Consequently, on the one hand the SWP tries to sound radical in terms of its ethical socialist terminology because it wants to relate to the dynamism of the growing movement against imperialist war. On the other hand, the real political content of this ethical socialism and a populist ‘anti-imperialism’ is to try and limit the mass movement to the increasingly right-wing and reformist aims of the SWP.

Thus the SWP actually tries to uphold the illusions, which are bound to be present within a contradictory mass movement of many opinions, in the role and durability of the capitalist nation state. So the SWP acts to ensure that the mass movement doesn’t develop beyond these reformist limitations. This means that the SWP is seeking to ensure that the dynamic potential of what is still mainly spontaneous struggle does not become transformed into a conscious revolutionary aspiration for socialism.

It is also important to indicate that in her article, German makes no reference to the political stance that has to be taken if war breaks out. Instead, German calls for civil disobedience. But the central political question will be, what is our attitude towards the struggle between Iraq and the various imperialist powers? The absence of such a response by German is not accidental, because the SWP consider that giving an honest answer to this question is not diplomatic and might disrupt the cohesion and dynamism of the ‘united front’. But a principled answer to this question is vital, because it relates to the very future of the mass movement against the war.

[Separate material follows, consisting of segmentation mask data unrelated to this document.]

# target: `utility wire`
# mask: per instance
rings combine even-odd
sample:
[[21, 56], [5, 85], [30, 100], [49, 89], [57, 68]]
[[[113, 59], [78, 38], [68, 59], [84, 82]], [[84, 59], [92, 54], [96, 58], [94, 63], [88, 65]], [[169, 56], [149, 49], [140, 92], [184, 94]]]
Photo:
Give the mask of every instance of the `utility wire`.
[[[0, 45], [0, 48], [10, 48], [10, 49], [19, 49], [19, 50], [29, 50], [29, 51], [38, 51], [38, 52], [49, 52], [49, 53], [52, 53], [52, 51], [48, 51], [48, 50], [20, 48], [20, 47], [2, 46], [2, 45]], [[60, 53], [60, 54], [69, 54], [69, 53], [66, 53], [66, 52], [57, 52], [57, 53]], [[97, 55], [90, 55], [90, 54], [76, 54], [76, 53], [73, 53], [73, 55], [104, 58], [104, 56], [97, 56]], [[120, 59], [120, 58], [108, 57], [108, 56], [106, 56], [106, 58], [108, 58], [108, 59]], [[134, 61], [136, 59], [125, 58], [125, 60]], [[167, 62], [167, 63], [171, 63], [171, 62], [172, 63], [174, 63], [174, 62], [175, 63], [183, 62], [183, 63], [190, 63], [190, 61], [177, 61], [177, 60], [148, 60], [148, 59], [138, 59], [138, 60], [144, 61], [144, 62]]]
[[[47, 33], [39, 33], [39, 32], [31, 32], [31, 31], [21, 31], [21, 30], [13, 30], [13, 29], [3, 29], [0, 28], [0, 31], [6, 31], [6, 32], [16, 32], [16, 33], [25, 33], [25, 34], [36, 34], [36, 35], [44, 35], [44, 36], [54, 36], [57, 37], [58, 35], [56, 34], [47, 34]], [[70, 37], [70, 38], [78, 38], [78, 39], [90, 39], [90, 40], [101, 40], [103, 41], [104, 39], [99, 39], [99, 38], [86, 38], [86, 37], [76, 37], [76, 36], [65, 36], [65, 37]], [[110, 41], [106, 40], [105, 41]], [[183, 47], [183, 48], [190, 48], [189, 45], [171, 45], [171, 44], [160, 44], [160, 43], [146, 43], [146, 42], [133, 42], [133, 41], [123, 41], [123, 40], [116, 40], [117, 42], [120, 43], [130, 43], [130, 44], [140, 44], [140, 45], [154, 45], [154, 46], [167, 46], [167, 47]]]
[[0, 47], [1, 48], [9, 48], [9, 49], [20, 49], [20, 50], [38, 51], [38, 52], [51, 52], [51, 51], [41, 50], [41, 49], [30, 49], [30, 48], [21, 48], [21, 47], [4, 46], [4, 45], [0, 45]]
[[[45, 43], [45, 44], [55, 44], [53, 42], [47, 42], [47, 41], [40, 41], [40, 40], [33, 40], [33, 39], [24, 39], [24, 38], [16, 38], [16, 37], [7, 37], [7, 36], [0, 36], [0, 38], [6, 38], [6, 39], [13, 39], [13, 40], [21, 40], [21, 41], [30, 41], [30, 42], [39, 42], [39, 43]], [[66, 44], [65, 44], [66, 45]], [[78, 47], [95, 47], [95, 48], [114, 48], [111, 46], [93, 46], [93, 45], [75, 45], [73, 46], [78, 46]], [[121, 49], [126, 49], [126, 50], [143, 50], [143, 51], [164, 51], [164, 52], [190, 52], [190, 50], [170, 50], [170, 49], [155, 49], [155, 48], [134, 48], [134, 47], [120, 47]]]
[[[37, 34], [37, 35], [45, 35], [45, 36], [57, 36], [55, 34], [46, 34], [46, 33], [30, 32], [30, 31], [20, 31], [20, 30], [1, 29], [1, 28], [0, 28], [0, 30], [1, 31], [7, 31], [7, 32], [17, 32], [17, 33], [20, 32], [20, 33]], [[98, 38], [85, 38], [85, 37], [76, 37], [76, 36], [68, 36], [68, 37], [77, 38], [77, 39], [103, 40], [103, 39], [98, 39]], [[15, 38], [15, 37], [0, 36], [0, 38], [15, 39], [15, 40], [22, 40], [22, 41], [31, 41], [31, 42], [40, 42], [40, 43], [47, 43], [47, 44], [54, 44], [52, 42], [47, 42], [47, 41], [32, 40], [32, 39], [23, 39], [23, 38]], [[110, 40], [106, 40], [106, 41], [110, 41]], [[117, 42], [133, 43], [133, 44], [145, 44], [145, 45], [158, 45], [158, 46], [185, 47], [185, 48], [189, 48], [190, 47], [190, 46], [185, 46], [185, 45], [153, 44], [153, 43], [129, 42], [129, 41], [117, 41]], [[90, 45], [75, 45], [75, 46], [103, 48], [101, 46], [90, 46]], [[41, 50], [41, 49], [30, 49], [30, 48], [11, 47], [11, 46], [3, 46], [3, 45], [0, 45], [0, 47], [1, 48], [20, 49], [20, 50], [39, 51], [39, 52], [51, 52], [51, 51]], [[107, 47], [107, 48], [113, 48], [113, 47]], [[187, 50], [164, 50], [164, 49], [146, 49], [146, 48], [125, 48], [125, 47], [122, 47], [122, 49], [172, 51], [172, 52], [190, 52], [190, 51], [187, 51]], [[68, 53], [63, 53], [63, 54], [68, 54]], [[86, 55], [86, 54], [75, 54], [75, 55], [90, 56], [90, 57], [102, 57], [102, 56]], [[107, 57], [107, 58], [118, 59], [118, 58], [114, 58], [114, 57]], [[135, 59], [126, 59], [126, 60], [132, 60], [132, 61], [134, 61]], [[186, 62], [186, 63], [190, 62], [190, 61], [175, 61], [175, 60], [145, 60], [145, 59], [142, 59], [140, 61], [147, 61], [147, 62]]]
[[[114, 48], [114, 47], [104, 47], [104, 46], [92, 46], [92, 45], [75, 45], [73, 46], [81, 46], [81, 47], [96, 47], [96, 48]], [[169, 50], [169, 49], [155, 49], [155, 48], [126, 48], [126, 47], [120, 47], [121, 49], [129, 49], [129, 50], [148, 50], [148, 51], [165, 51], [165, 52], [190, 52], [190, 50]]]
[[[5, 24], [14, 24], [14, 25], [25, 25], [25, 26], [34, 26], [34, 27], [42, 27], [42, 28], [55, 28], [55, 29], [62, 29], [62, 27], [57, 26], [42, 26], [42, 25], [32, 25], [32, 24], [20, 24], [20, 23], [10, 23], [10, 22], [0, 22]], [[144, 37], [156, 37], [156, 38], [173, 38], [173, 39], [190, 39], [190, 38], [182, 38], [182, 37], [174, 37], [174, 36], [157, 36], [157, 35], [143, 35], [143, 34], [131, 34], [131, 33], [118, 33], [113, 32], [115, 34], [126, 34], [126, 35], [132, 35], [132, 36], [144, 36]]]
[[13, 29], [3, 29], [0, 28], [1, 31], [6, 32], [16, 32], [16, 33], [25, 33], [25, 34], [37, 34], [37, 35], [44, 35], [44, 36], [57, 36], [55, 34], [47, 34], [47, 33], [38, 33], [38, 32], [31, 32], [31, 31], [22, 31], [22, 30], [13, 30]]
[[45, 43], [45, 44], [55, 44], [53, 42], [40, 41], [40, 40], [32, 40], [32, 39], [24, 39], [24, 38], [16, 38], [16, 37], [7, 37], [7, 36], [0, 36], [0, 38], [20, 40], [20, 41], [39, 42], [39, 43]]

For if this question is evaded and avoided, the result may be that under the pressure of imperialist war propaganda not only will the anti-war movement not become consistently anti-imperialist, but it could also fragment and disperse. Consequently, another aspect to the reactionary stance of the SWP is that its claims to be anti-imperialist are in actuality a sham, because it cannot provide a coherent answer as to whether it is necessary to defend Iraq against imperialism.

Instead its whole emphasis is on the minimal standpoint of Stop the War, because on this basis of the lowest common denominator politics it can uphold and defend its unprincipled conception of the "united front". Hence the SWP is not interested in trying to provide principled revolutionary leadership for the anti-war movement. Instead the SWP aspires to gain maximum organisational influence within a mass movement on the basis of not alienating any allies, such as the Labour Left and pacifists.

It is argued in these articles that it is necessary to have a materialist and dialectical standpoint that contrasts with the idealism and non-dialectical approach of the SWP. On this basis we can understand the tremendous importance of the transnational corporations within the contemporary global economy, and why the nation state is becoming increasingly subordinated to the requirements of the TNCs. It is in this context that we can understand the role of New Labour, and why it is idealist and illusory to develop tactics which are primarily based upon changing the mind and policies of New Labour.

Instead despite the political uncertainties involved, Blair and New Labour will continue to act on behalf of the TNCs, and this will involve supporting Bush’s war drive against Iraq. Thus the only principled approach towards New Labour is not empty and demagogic moral denunciation, but instead a strategy that seeks to overthrow New Labour and replace it with democratic structures that are based upon the collective will and co-operative power of the producers. This process will obviously involve the need for the social ownership of the TNC’s. This struggle against capitalism will involve the struggle for world revolution, which is the only definitive basis for overcoming the alienating power of the imperatives of capital. Only a consistent struggle for socialism can overcome the horrors of war, exploitation and poverty.